City Councilwoman Inez Barron (D) agreed, saying at Monday’s hearing, “Green-Wood Cemetery has said they’re willing to take it. Fine. Complete the job and bury it.”
When the statue is put up in the cemetery, it will reportedly be accompanied by information about Sims’ experiments and history.
The names of many black women on whom Sims experimented are not known. The three that are, Anarcha, Betsy, and Lucy — along with the unnamed victims — have been suggested as possible replacements for Sims’ former statue in Central Park. The city will consult with the local community to determine what should replace Sims in the park, a mayoral spokesperson told the Times.

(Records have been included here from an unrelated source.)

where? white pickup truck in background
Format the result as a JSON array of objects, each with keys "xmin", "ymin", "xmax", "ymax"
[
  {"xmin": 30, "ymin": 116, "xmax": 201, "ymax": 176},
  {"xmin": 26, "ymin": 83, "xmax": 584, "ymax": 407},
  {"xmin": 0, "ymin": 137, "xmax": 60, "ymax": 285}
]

The monument to Sims is among a number of other statues that have drawn controversy in New York in recent months. Protesters have pushed the American Museum of Natural History to remove the a statue of Theodore Roosevelt, and a statue of Christopher Columbus became an issue in the recent mayoral election, though de Blasio ultimately decided the statue should remain with added information about Columbus’s treatment of Native Americans.